Cryptic and regulatory epitopes in CD13/aminopeptidase N.
Academic Article
Overview
abstract
CD13/Aminopeptidase N (APN) is a ubiquitous cell surface enzyme thought to be involved in downregulation of regulatory peptide signals, in binding viruses, and possibly in tumor invasion. Functional aspects of CD13/APN were probed using two monoclonal antibodies (F23 and MY7) to two distinct epitopes on the protein and using substrates and inhibitors of the enzyme. F23 was capable of completely blocking, and MY7 was capable of partially blocking, the binding of substrate to APN and the enzymatic activity of APN. The number of epitopes on APN was quantitated by flow cytometry and by radiobinding with Scatchard analysis. There were approximately 20,000 F23 epitopes per HL60 cell, whereas there were about 10,000 MY7 epitopes per cell. After binding of F23 or natural peptide substrates, the number of MY7 epitopes increased to become equimolar with F23 epitopes, showing a conformational change in CD13/APN structure that reveals MY7 epitopes. Mild proteinase treatment also revealed the hidden epitopes and equalized epitope numbers. The presence of cryptic epitopes may explain the different effects of these antibodies on substrate binding and enzymatic activity. Competition analysis identified the substrate binding site as involving the zinc binding domain of the enzyme. The substrates blocked F23 epitopes (zinc binding domain of the enzyme) and MY7 epitopes, whereas inhibitors blocked only the F23 epitopes, and downregulated MY7 epitopes.
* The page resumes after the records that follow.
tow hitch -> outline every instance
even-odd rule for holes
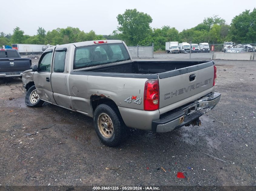
[[[192,126],[201,126],[201,121],[200,120],[200,119],[199,119],[199,118],[198,118],[197,119],[194,120],[194,121],[192,121],[191,123],[188,123],[187,125],[185,125],[185,126],[189,126],[191,125],[192,125]]]
[[[201,121],[199,119],[199,118],[198,118],[196,119],[195,119],[191,122],[191,125],[192,126],[201,126]]]

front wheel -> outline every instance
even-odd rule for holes
[[[102,143],[110,147],[121,144],[126,136],[126,126],[119,111],[111,103],[98,106],[93,116],[94,128]]]
[[[35,85],[32,86],[28,89],[25,97],[25,103],[28,106],[36,107],[41,107],[44,103],[41,100],[36,92]]]

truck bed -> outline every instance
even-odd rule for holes
[[[193,72],[213,64],[212,61],[135,61],[110,66],[101,65],[99,68],[86,69],[71,73],[152,79],[158,78],[156,74],[160,78],[165,78]]]

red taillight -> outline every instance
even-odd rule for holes
[[[158,80],[147,81],[144,89],[144,110],[154,111],[159,109]]]
[[[212,86],[214,86],[215,85],[215,81],[217,78],[217,67],[215,65],[213,65],[213,67],[214,68],[214,76],[213,78],[213,85]]]
[[[94,44],[101,44],[101,43],[106,43],[108,42],[106,40],[96,40],[94,41],[93,42],[94,43]]]

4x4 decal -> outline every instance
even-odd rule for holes
[[[138,105],[140,105],[141,103],[141,97],[137,98],[137,96],[134,96],[133,95],[128,97],[125,100],[125,102],[130,103],[133,100],[134,100],[133,103],[137,103]]]

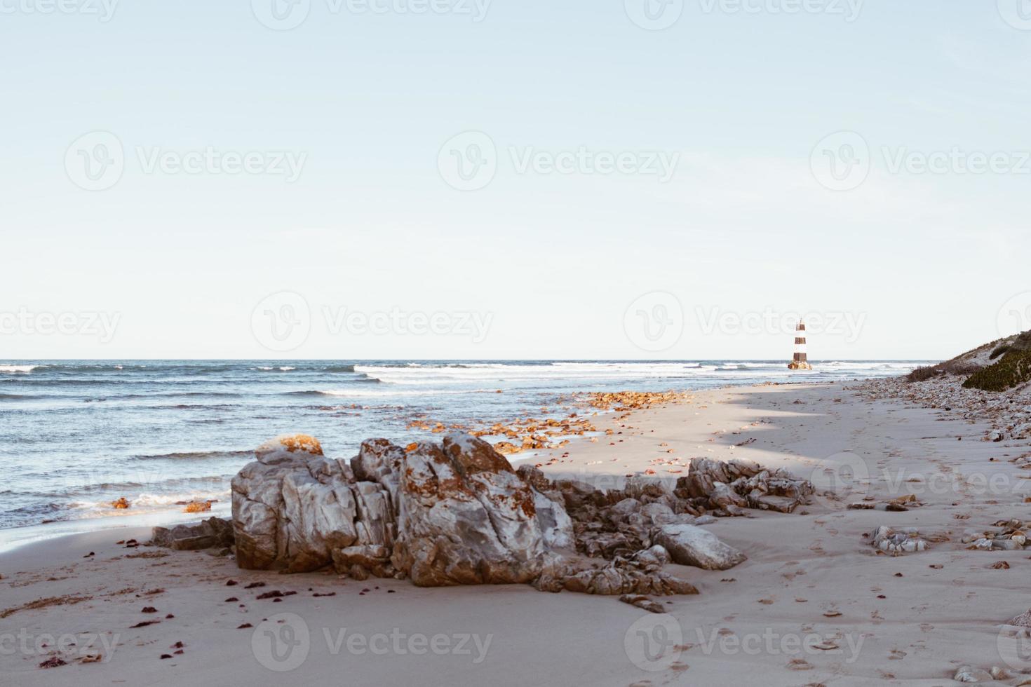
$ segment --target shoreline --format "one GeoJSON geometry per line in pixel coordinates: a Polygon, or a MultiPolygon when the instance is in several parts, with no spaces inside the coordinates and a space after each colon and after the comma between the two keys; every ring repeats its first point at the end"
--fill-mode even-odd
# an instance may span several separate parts
{"type": "MultiPolygon", "coordinates": [[[[684,391],[676,391],[675,393],[683,393],[685,396],[692,396],[695,393],[700,393],[703,391],[725,391],[733,388],[760,388],[763,386],[784,386],[784,385],[804,385],[804,386],[820,386],[827,384],[834,384],[833,381],[817,381],[817,382],[761,382],[758,384],[726,384],[723,386],[709,387],[704,389],[686,389],[684,391]]],[[[853,380],[853,383],[860,383],[860,380],[853,380]]],[[[643,393],[666,393],[667,391],[645,391],[643,393]]],[[[583,405],[584,399],[604,392],[598,391],[577,391],[572,394],[579,401],[579,405],[583,405]]],[[[568,402],[569,399],[559,399],[560,406],[570,406],[568,402]]],[[[576,405],[576,407],[579,407],[576,405]]],[[[590,414],[584,414],[580,419],[594,419],[596,422],[603,422],[604,420],[610,420],[617,413],[621,412],[617,408],[608,408],[605,410],[596,410],[590,414]]],[[[624,411],[624,412],[635,412],[634,410],[624,411]]],[[[508,425],[517,424],[523,418],[517,418],[507,422],[508,425]]],[[[429,432],[428,421],[412,421],[409,426],[415,424],[427,425],[426,439],[433,440],[436,438],[435,434],[429,432]]],[[[494,426],[498,424],[505,424],[505,422],[495,422],[494,426]]],[[[490,424],[485,423],[484,427],[488,427],[490,424]]],[[[476,430],[476,427],[471,427],[476,430]]],[[[483,430],[483,427],[480,427],[483,430]]],[[[556,451],[565,452],[569,450],[574,444],[585,444],[591,442],[591,437],[597,437],[598,441],[604,438],[604,431],[597,431],[593,433],[588,433],[591,436],[574,436],[574,435],[563,435],[562,437],[556,437],[556,439],[568,438],[570,443],[564,446],[558,446],[553,449],[547,448],[536,448],[530,450],[521,450],[514,453],[508,453],[502,451],[505,457],[512,463],[513,467],[519,467],[526,461],[536,460],[541,456],[552,456],[556,451]]],[[[475,436],[480,436],[485,440],[490,441],[495,444],[497,440],[503,439],[503,435],[486,434],[484,432],[476,432],[475,436]]],[[[583,447],[580,447],[583,449],[583,447]]],[[[351,456],[335,456],[335,457],[345,457],[351,456]]],[[[562,461],[564,462],[564,460],[562,461]]],[[[541,468],[544,463],[540,463],[541,468]]],[[[547,471],[545,471],[546,473],[547,471]]],[[[614,487],[613,487],[614,488],[614,487]]],[[[95,515],[90,517],[79,517],[79,518],[69,518],[66,520],[51,520],[46,522],[38,522],[34,524],[21,525],[16,527],[0,527],[0,554],[13,551],[20,546],[25,546],[33,542],[47,541],[51,539],[60,539],[62,537],[67,537],[70,535],[77,534],[90,534],[105,529],[121,529],[125,527],[136,527],[136,526],[161,526],[161,525],[171,525],[179,524],[182,522],[193,522],[205,517],[232,517],[231,514],[231,497],[229,492],[227,492],[227,499],[212,503],[210,512],[204,513],[185,513],[181,510],[147,510],[143,512],[131,512],[131,511],[118,511],[112,509],[112,512],[105,515],[95,515]],[[91,526],[92,525],[92,526],[91,526]]],[[[178,506],[176,508],[179,508],[178,506]]]]}
{"type": "Polygon", "coordinates": [[[310,630],[304,660],[287,675],[319,682],[345,674],[351,684],[390,684],[417,672],[427,684],[930,686],[953,684],[964,665],[1016,675],[1007,664],[1016,640],[1005,622],[1027,610],[1023,589],[1031,560],[1021,551],[972,549],[963,538],[971,528],[1031,519],[1031,505],[1024,504],[1031,480],[1010,462],[1029,450],[1027,441],[983,441],[988,421],[895,398],[871,400],[860,384],[730,387],[694,397],[606,418],[604,428],[624,433],[613,434],[611,445],[579,442],[552,452],[568,451],[565,462],[542,468],[552,477],[565,471],[600,485],[667,467],[657,459],[740,457],[817,482],[813,503],[793,514],[756,511],[706,525],[749,559],[724,572],[671,565],[700,593],[659,597],[668,615],[614,597],[550,594],[526,585],[417,588],[325,573],[239,571],[231,558],[203,551],[126,549],[115,541],[129,530],[98,530],[0,554],[0,614],[7,614],[4,628],[32,638],[117,634],[107,660],[39,668],[54,651],[46,647],[0,655],[0,671],[30,686],[58,678],[107,685],[128,675],[143,683],[203,676],[262,684],[282,665],[255,638],[268,628],[264,619],[274,622],[286,613],[310,630]],[[868,474],[832,496],[823,493],[828,479],[841,474],[835,468],[857,456],[868,474]],[[927,479],[935,475],[950,479],[927,479]],[[975,478],[984,478],[987,490],[975,478]],[[886,512],[884,505],[900,492],[913,493],[920,505],[886,512]],[[853,503],[877,509],[850,510],[853,503]],[[926,551],[890,556],[871,546],[880,525],[944,539],[926,551]],[[227,588],[228,580],[240,584],[227,588]],[[258,598],[263,589],[244,589],[253,582],[297,593],[273,605],[258,598]],[[227,602],[231,597],[238,600],[227,602]],[[160,622],[133,627],[152,618],[141,613],[144,605],[157,609],[160,622]],[[679,638],[661,665],[642,662],[633,646],[637,623],[655,618],[671,618],[665,629],[679,638]],[[252,627],[239,628],[247,623],[252,627]],[[327,642],[341,630],[358,643],[327,642]],[[441,643],[465,637],[469,647],[478,638],[486,650],[480,656],[474,648],[419,654],[402,642],[375,654],[361,645],[393,633],[409,640],[439,634],[441,643]],[[806,644],[813,637],[819,642],[806,644]],[[169,650],[178,642],[182,654],[169,650]],[[170,658],[160,658],[166,652],[170,658]]]}

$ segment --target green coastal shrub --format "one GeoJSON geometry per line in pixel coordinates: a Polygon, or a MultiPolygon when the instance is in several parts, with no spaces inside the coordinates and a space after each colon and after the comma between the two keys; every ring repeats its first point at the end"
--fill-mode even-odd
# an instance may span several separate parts
{"type": "Polygon", "coordinates": [[[995,358],[1005,353],[1007,350],[1009,350],[1009,346],[1007,344],[1002,344],[1001,346],[992,351],[992,354],[988,356],[988,359],[994,360],[995,358]]]}
{"type": "Polygon", "coordinates": [[[966,388],[1003,391],[1031,380],[1031,350],[1009,350],[995,365],[982,368],[963,382],[966,388]]]}

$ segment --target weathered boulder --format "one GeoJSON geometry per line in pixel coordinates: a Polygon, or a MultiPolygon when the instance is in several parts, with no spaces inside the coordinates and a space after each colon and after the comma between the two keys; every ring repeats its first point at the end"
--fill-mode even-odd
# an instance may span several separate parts
{"type": "Polygon", "coordinates": [[[673,562],[681,565],[725,571],[746,559],[743,553],[696,525],[665,525],[659,530],[656,542],[669,551],[673,562]]]}
{"type": "Polygon", "coordinates": [[[343,461],[303,435],[277,437],[232,480],[237,564],[250,570],[319,570],[334,551],[388,546],[395,536],[389,492],[356,482],[343,461]]]}
{"type": "Polygon", "coordinates": [[[692,458],[673,493],[696,507],[722,515],[744,515],[743,509],[791,513],[812,493],[812,483],[784,470],[765,470],[751,460],[692,458]]]}
{"type": "Polygon", "coordinates": [[[230,547],[233,545],[233,523],[212,517],[196,524],[155,527],[149,544],[178,551],[230,547]]]}
{"type": "MultiPolygon", "coordinates": [[[[277,437],[232,481],[240,568],[420,586],[530,582],[547,591],[697,593],[662,569],[745,559],[694,526],[743,508],[790,512],[811,485],[743,460],[697,458],[675,484],[637,475],[622,489],[517,472],[490,444],[453,434],[403,449],[364,442],[350,461],[303,435],[277,437]]],[[[179,536],[178,540],[189,539],[179,536]]]]}
{"type": "Polygon", "coordinates": [[[420,443],[398,489],[395,568],[419,586],[507,584],[540,575],[546,544],[532,488],[468,435],[420,443]]]}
A dimeric structure for CD13/APN, in its native, membrane-bound state was directly demonstrated by cross-linking with Bis (sulfosuccinimidyl) suberate and gel electrophoresis. Despite the conformational changes that increased or decreased MY7 epitopes in CD13/APN after substrate or inhibitor binding, neither substrates nor inhibitors caused alterations in the ratio of homodimers to monomers. This suggests that APN undergoes intramolecular conformational changes rather than gross separation of protomers during its regulation. A model for the conformational regulation of APN is proposed.